Kur'an-ı Kerim ve Türkçe Meali Sayfa 469
17. Bu süreçte her nefs yaptıklarının getirisiyle karşılık bulur (yaptıklarının sonucunu yaşar)! Bu süreçte haksızlık yoktur! Muhakkak ki Allâh Seriy'ul Hisab'dır (anında yapılanın sonucunu yaşatmaya başlayandır).
18. Yaklaşan ölüm süreci ile onları uyar! O zaman gamla dolu olarak yürekleri gırtlaklarına dayanmıştır! Zâlimlerin ne bir dostu ve ne de itaat ederse (kurtaracak) bir şefi vardır.
19. (O), gözlerin hainliğini (gayrı görmeyi) ve sadırların gizlediği şeyi bilir.
20. Allâh, Hak olarak hükmeder. . . O'nun dûnunda yardım istedikleri ise, hiçbir şeyde hükümleri geçmez! Muhakkak ki Allâh Semi'dir, Basıyr'dir.

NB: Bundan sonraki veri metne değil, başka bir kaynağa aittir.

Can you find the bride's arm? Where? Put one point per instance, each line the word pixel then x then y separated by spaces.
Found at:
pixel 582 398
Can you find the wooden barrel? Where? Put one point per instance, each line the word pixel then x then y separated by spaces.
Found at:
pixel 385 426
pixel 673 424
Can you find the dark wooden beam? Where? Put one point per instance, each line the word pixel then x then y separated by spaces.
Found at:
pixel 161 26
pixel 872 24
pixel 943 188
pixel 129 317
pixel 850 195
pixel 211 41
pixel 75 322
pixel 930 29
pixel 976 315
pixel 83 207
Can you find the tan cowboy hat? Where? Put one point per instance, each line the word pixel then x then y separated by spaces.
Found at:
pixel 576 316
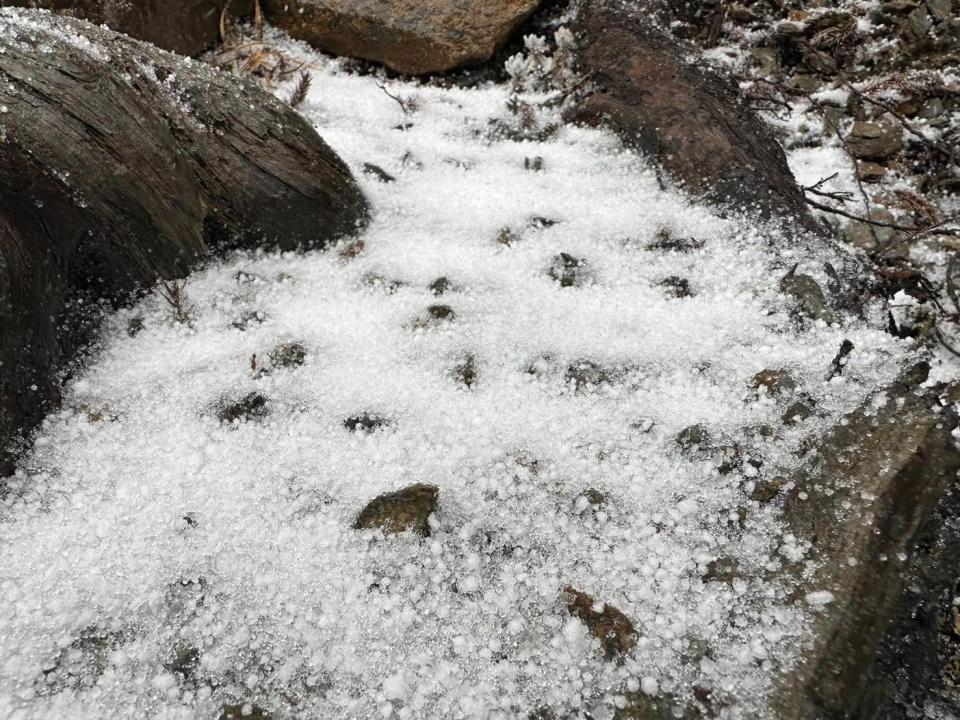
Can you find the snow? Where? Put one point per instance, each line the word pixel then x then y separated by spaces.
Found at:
pixel 141 526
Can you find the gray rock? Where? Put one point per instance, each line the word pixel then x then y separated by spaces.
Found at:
pixel 875 140
pixel 404 510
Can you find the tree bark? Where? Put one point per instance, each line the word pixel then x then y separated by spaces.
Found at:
pixel 121 164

21. Yeryüzünde seyretmediler mi ki, kendilerinden öncekilerin sonu nasıl oldu; nazar edip görsünler? Onlar (öncekiler), bunlardan hem kuvvetçe ve hem de yeryüzünde meydana getirdikleri eserler itibarıyla daha ileriydiler. . . Nihayet Allâh onları suçlarının getirisiyle yakaladı. . . Onlar için Allâh'tan (hakikatlerinden) bir koruyucu da olmadı.
22. Bunun sebebi şu idi: Rasûlleri onlara apaçık delillerle geldi de küfür (inkâr) ettiler. . . Bunun üzerine Allâh da onları yakaladı. . . Muhakkak ki O, Kaviyy'dir, Şediyd ül 'Ikab'dır (suçu cezalandırması şiddetlidir).
23. Andolsun ki Musa'yı işaretlerimiz ve apaçık bir karşı konulamaz delil ile irsâl ettik.
24. Firavun'a, Haman'a ve Karun'a (irsâl ettik). . . Dediler ki: "Çok yalancı bir büyücüdür. "
25. (Musa) onlara indîmizden Hak olarak (Hakk'ı) getirince, dediler ki: "Onunla beraber iman edenlerin oğullarını öldürün, kadınlarını diri bırakın". . . Hakikat bilgisini inkâr edenlerin tuzağı boşa çıkar!